Kentucky's regional universities and quasi-governmental agencies were set to get temporary relief from skyrocketing pension costs under House Bill 358 after the House and Senate passed the bill on the final day of the session.
However, earlier this month, Governor Matt Bevin vetoed the bill saying parts "violate both the moral and legal obligation to retirees." Bevin said he intends to call lawmakers back to the state Capitol before July 1 to pass another version.
Many local lawmakers were disappointed in the governor's decision as it leaves agencies, such as the Madison County Health Department and Eastern Kentucky University, in limbo as they work to create budgets for the coming fiscal year.
"I think everyone was confused," said State Rep. Les Yates, R-Winchester. "There's many representatives and people who spent a lot of effort and time to come up with a solution. You knew you weren't going to have a good solution, but (the bill was) something to slow the bleeding.
"The Senate, the House, Governor's Office were all in agreement and that's why it passed at the 11th hour. To hear he vetoed it, it was shock."
State Sen. Jared Carpenter, R-Berea, said it is out of the legislators hands now on how to fix the issue. He said legislators will continue to organize agendas for the upcoming interim months.
"With the possibility of a special session and the veto already in place, the ball is the governor's court on how he plans to fix this issue," he told The Register.
State Rep. R. Travis Brenda, R-Cartersville, said the House and Senate included the pieces that the governor said he expected to see. Brenda said the Senate version of HB358 that Bevin wanted was guaranteed to break the inviolable contract with those employees, and then be challenged in court. He added the message House members were given was any measure to simply freeze the employer contribution rate at 49 percent until the budget session in 2020 would not be signed by the governor.
Brenda noted the Senate version the House did not agree to accept would have forced the quasi-governmental agencies -- health departments, rape crisis centers, mental health facilities -- out of the retirement system breaking the inviolable contract, or make them increase the employer contribution to around 84 percent.
"This increase in contribution rate would have bankrupted 42 health departments across the state in the next year, and an additional 20 or more the following year," he told The Register. "The governor and his staff need to work with House and Senate Leadership to come up with a plan that can pass the House and Senate before the governor calls a special session."
State Rep. Deanna Frazier, R-Richmond, said the House met with many of the quasi-government agencies and representatives of employees impacted by the proposal. She said the bill was a solid first step in providing relief to the agencies facing "crippling increases" in the pension plan employer contribution rate come July 1.
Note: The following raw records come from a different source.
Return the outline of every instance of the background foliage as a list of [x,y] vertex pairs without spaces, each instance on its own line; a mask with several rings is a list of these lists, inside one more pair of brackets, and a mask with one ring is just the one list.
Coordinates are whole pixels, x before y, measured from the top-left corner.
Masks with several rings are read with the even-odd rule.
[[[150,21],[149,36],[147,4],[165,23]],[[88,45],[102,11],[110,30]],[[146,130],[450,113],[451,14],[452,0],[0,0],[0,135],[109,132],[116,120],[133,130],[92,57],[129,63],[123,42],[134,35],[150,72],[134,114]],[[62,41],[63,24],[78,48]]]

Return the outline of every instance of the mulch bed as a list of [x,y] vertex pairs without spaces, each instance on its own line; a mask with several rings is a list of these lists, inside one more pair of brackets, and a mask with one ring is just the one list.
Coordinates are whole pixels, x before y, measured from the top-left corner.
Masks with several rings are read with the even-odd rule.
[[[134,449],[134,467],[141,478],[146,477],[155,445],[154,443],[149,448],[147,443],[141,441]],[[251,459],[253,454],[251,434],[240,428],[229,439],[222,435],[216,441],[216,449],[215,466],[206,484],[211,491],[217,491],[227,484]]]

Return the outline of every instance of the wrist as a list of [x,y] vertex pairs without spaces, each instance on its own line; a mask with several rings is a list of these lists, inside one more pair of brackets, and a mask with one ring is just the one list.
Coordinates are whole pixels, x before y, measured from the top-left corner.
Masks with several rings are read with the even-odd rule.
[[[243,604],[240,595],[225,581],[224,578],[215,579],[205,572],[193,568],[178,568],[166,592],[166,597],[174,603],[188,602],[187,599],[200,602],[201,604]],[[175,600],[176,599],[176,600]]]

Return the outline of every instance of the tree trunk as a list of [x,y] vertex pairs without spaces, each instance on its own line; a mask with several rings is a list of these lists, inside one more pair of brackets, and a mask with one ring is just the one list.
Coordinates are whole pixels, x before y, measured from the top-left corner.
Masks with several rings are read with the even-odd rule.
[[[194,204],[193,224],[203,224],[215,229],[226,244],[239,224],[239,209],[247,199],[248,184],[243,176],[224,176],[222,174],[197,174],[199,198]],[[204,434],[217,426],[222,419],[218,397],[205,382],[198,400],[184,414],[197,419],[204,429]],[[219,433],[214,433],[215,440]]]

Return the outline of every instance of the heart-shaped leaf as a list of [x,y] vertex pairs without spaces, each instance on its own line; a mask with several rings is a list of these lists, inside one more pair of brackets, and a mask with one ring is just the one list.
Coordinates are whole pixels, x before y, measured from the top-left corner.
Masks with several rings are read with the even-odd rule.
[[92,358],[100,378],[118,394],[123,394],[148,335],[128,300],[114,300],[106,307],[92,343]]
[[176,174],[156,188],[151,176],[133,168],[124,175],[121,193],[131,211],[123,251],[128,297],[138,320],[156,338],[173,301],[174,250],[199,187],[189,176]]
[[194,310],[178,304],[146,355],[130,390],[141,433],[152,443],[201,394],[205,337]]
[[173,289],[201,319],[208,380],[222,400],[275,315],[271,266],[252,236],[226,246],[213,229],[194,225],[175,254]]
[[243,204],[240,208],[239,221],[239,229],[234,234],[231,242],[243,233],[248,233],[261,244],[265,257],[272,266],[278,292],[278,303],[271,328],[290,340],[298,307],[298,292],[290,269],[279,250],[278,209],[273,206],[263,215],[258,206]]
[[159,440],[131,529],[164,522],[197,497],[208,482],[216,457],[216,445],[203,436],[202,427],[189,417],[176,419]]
"Our goal was to provide stability for employers while maintaining the commitment to current and retired employees," Frazier said. "I would like to see the Governor work with us to craft a solution that ensures the balance between employers and employees. Most importantly, it is critical that an agreement is reached before calling a special session so a solution is in place."
For regional universities and quasi-government agencies, HB358 would have helped them control costs by freezing the KERS employer contribution rates one more year. Now, the rate is set to increase to 84 percent on July 1.
At the current 49 percent employer contribution rate, the KERS requires a $13.2 million contribution from Eastern Kentucky University. With the increase on July 1, that contribution soars to $22.8 million.
"Given our current budget constraints and funding forecast, this amount is unsustainable," said David McFaddin, senior VP for operations and strategic initiatives for EKU. "We are hopeful that the anticipated special legislative session will be called soon and find a workable solution before the start of the 2020 fiscal year on July 1, 2019. We will continue to work with the legislature in order to get a solution that allows us to continue our mission of being a school of opportunity and providing the education and life experiences that have helped so many students reach their potential."
While there was part of HB358 he didn't like, Brenda said there are many in his district and Madison County that rely on EKU to receive the education they need to become contributing, tax-paying members of society. He added there also are many employed by EKU.
"HB358 was not a perfect bill," Brenda said. "However, I received input from representatives of EKU that said without this measure to allow the universities to pay off their unfunded liability, and not increase their employer contribution for the retirement benefits, there would continue to be increases in tuition for students, and additional rounds of layoffs for university employees."
In 2003, EKU paid a little more than $1.3 million to KERS, or 1 percent of the university's entire operating budget. In 2018, the contribution was 5 percent of the operating budget.
For the Madison County Health Department, the pension contribution increase would equal more than $1.3 million and about 12 percent of its annual budget.
Madison County Public Health Director Nancy Crewe said she and Chief Financial Officer David Reed have kept the Madison County Board of Health apprised of all pension-related developments and their ramifications for the health department.
"Once we know the final outcome of any legislation passed in a special session, we will share an impact analysis with the Board," Crewe said.